The place is important in demonstrating the evolution or pattern of Queensland's history.

The Mossman Shire Hall and Douglas Shire Council Chambers are important in demonstrating the pattern of Queensland's history, in particular the construction of civic buildings during the 1930s assisted by funding from relief and job-creation schemes. Civic projects - including shire and town halls, offices and chambers; community swimming pools; roads; bridges; and street and park beautification schemes - were undertaken throughout Queensland at this period as a result of these schemes, and as a group these places are important in articulating a particular historical period, the impact of State government initiatives to combat the economic depression, and design concepts popular at the time.

The Mossman Shire Hall and Douglas Shire Council Chambers is a substantial building for a small administrative centre, and in this it is important in illustrating the era of prosperity accompanying the expansion of the north Queensland sugar industry during the 1920s and 1930s, and the shift during these years of the administrative heart of Douglas Shire from Port Douglas to Mossman in the State's northernmost sugar-growing district.

The place is important in demonstrating the principal characteristics of a particular class of cultural places.

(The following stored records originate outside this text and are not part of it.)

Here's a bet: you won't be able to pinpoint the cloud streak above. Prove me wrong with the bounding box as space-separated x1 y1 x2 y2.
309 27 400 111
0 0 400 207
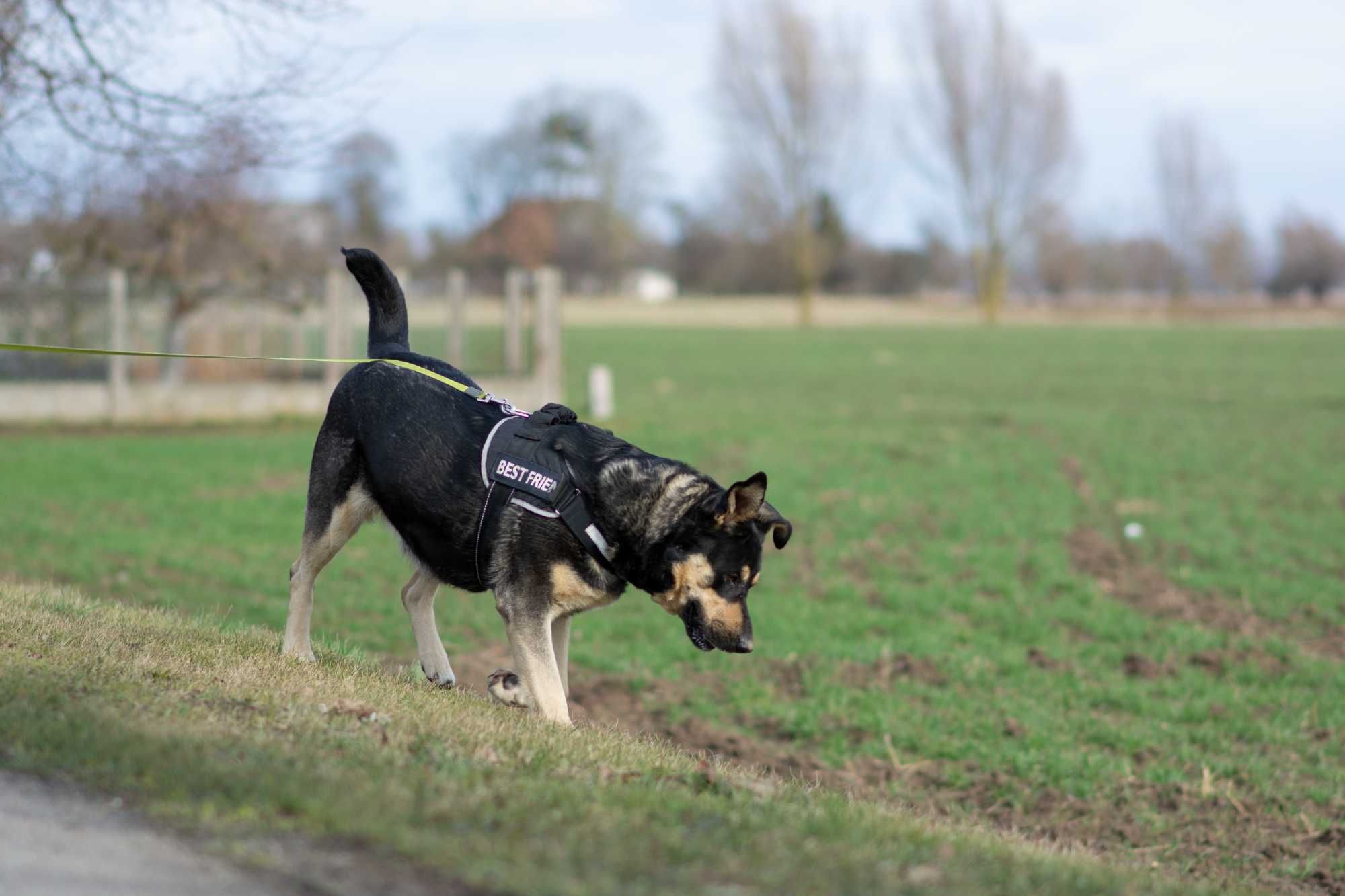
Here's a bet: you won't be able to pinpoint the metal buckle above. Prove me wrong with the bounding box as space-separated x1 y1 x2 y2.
476 391 521 415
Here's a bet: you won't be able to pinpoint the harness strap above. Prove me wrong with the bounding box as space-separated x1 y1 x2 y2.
476 403 620 575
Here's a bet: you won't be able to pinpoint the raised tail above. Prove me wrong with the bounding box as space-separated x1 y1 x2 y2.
342 247 410 358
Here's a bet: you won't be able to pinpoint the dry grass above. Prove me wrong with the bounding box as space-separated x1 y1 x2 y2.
0 584 1221 893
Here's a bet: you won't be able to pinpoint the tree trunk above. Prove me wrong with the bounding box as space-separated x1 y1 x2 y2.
974 243 1009 324
794 207 818 327
161 296 195 386
1167 265 1190 319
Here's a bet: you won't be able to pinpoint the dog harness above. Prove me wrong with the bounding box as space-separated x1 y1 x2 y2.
475 403 617 588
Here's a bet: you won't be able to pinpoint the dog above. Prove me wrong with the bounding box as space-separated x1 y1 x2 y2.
282 249 794 724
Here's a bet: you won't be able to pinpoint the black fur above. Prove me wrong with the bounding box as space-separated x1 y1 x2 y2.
304 249 792 650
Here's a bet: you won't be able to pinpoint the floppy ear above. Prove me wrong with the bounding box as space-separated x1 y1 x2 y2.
756 501 794 551
714 473 765 526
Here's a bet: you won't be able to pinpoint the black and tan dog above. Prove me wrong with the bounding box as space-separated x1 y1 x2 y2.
284 249 792 723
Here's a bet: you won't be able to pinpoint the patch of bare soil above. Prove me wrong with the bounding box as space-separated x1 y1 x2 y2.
837 654 948 689
1028 647 1064 671
1065 526 1345 659
453 635 1345 896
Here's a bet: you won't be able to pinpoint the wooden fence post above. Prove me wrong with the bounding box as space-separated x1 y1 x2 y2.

The Mossman Shire Hall and Douglas Shire Council Chambers building is a good representative example of a regional civic complex. It remains substantially intact and is important in illustrating the principal characteristics of a 1930s civic building located in the centre of town on the corner of Mossman's principal streets, combining council offices and meeting rooms, retail spaces, and a large public hall with entry foyer, stage, fly-tower and dressing rooms. Early features include: steel-framed, multi-paned casement windows to the former offices; a cantilevered street awning with decorative metal edging; shop fronts with decorative ceramic tiles; timber cabinetry in the former chemist's shop; decorative plaster work to the ceilings of the former council offices; clerestory lights/ventilation panels in the roof of the hall; and timber floors throughout.

The Mossman Shire Hall and Douglas Shire Council Chambers is significant as a building designed by the architectural partnership of Hill and Taylor, prominent local architects in north Queensland during the interwar period, and contributes to our understanding of their portfolio of work across this part of the state.